Enfin, dernière hypothèse : Nicolas Sarkozy garderait son 1er ministre jusqu’au terme de son quinquennat. Probabilité : 35 %. Continuité et stabilité, histoire «de tordre le cou à ceux qui moquent son agitation perpétuelle»… Tout cela dépendrait de l’usure ou non de François Fillon ainsi que de la manière dont il sera sorti plus ou moins brillamment de la réforme des retraites, sachant que c’est encore Nicolas Sarkozy qui imposera ses vues, “portera le projet”…
En outre, cela reviendrait à accorder un satisfecit global au gouvernement, donner à l’opinion publique l’impression que «l’ensemble de l’équipe sortante est à réélire, dont le populaire Fillon» - à condition toutefois qu’il le reste. Nicolas Sarkozy serait-il près à se faire ainsi voler la vedette s’il décide de se représenter en 2012 et quid encore plus si d’aventure François Fillon se présentait contre lui ?

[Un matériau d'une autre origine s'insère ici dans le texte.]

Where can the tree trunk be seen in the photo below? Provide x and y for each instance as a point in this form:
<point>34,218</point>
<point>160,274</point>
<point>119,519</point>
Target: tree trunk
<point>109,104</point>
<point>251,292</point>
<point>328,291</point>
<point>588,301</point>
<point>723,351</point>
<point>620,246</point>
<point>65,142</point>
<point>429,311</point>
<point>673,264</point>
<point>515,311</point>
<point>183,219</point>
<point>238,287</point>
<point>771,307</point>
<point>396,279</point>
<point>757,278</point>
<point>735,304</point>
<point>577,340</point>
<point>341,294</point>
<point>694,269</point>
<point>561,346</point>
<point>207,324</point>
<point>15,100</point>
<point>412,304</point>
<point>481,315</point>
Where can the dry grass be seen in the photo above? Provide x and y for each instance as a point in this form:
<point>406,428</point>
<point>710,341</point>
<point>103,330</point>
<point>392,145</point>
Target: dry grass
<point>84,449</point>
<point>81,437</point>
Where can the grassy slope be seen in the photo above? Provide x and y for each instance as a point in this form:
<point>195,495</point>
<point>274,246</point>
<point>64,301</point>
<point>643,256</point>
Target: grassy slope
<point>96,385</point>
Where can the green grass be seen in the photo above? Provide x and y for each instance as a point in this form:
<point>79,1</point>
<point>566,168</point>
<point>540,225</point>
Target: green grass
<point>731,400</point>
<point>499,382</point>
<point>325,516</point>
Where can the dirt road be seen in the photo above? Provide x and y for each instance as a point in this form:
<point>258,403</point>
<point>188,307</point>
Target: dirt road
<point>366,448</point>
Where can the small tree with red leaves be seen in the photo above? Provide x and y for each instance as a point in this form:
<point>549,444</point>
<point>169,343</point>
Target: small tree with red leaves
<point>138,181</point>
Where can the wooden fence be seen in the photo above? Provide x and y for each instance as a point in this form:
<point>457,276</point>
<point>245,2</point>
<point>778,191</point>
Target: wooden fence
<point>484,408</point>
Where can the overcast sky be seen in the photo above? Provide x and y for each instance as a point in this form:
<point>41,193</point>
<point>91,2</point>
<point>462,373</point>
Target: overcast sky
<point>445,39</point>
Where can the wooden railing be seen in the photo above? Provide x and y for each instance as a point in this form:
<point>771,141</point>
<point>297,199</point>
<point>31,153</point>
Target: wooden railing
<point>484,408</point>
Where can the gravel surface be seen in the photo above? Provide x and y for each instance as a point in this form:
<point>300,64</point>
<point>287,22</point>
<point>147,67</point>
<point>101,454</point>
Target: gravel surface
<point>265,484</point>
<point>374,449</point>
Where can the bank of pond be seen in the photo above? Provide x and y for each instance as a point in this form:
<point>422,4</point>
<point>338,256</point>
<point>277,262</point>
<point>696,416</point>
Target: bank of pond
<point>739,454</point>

Quand on vous répète que les relations entre les deux hommes sont plus qu’au beau fixe ! Lune de fiel garantie. Installons-nous bien commodément pour ne rien perdre du spectacle quelque fût le scénario du film qui nous sera donné à voir. Soyons certains que ce sera du gratiné. Il peut se passer tant de choses en un peu plus de deux ans… Qui aurait cru, en septembre dernier, que l’UMP prendrait une telle pâtée ?
J’ai bien rigolé hier soir en entendant Dominique Paillé se plaindre de l’offensive de Villepin contre Sarko – qu’il s’est bien gardé de nommer au demeurant – et dire qu’il était animé par la seule «volonté de nuire»… Qu’il réfléchisse à deux fois aux raisons qui poussent Dominique de Villepin à se poser en grand rival de Nicolas Sarkozy. Principe de causalité : une action, surtout mauvaise ! entraînant toujours des conséquences.
Il m’est évident que Dominique de Villepin se délecte et savoure sa revanche. Nicolas Sarkozy s’était mis bille en tête de faire tomber son rival potentiel – non point tomber mais «accrocher au croc de boucher» - et s’est plus qu’acharné. Aujourd’hui, il doit payer cash. Intérêts compris.